HELM Challenges

The HELM team have identified discrete pieces of development work that are important to the project, but do not currently figure in the project plans. We would like to issue these are challenges to the wider community, for interested developers to investigate. Outlines of the work areas are shown below, they are a guide to the work that could be done, not a comprehensive set of requirements, but show areas of interest.

We would be very happy to work with developers in any way that is helpful to them. For example the group could:

  • Draft a more specific requirements document in accordance with the scope the developer is happy to take on.
  • Arrange regular meetings to discuss technical questions and explain the concepts used in previous development work.

if you are interested please get in touch via info@OpenHELM.org.


HELM Grammar 


HELM currently does not have a well defined grammar.  While the syntax is defined and grammar is implied, the grammar should be specified in a grammar format file such as the .g4 (LISP) file defined by the Antlr open source tool.  This would allow for parser-generators to be created for other languages such as python, C# and Javascript. It would also put structure and documentation on the HELM syntax as it evolves over time.

 

Outcome should be to add HELM to the following grammar library: https://github.com/antlr/grammars-v4


Fragmentation


HELM represents biomolecules as polymeric structures, which are composed of monomeric building blocks. Typically, these are collected in a list or database which contains the full chemical graph of each building block alongside with additional data specifying its context in a biomolecule. Such a monomer dictionary is the very foundation of representing biomolecules at an atomic level.

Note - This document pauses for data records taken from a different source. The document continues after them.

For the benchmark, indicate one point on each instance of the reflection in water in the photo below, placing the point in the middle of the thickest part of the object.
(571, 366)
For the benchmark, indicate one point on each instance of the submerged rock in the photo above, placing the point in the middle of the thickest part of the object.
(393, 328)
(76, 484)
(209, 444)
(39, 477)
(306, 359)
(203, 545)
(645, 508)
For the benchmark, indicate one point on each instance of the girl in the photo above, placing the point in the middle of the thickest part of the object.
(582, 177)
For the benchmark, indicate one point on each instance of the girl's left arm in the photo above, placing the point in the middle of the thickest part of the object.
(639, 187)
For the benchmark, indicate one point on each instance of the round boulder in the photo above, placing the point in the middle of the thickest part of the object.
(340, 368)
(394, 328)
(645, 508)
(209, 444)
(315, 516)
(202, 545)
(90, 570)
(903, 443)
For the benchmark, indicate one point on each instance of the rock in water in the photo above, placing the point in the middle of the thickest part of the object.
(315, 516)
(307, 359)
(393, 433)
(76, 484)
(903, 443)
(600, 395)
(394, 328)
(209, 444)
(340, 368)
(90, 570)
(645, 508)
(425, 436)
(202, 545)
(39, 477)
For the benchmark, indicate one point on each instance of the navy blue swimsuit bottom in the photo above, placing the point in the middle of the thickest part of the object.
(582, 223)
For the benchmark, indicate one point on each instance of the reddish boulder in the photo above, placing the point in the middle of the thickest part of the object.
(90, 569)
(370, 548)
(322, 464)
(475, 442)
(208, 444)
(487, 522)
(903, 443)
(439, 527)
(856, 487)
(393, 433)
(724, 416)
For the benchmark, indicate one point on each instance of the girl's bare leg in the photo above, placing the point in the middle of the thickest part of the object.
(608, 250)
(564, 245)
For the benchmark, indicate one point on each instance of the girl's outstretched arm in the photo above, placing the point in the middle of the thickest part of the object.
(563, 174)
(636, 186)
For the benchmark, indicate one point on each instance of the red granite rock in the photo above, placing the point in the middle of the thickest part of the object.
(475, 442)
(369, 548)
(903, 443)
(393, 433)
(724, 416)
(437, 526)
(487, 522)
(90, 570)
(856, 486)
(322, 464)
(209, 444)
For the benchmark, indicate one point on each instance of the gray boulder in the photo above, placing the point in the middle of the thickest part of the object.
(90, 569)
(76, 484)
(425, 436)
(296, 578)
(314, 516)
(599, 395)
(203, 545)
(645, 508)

An often encountered problem within the community when adopting HELM is the migration of legacy molecules, currently predominantly stored in a chemical file format. Based on a given large set of biomolecules a consistent and normalized monomer dictionary needs to be found, which fully represents the space of biomolecules in the given set and satisfies common domain knowledge in terms of the context of each identified monomer. In a next step the generated monomer dictionary would be used to convert biomolecules from a chemical file format into the HELM representation.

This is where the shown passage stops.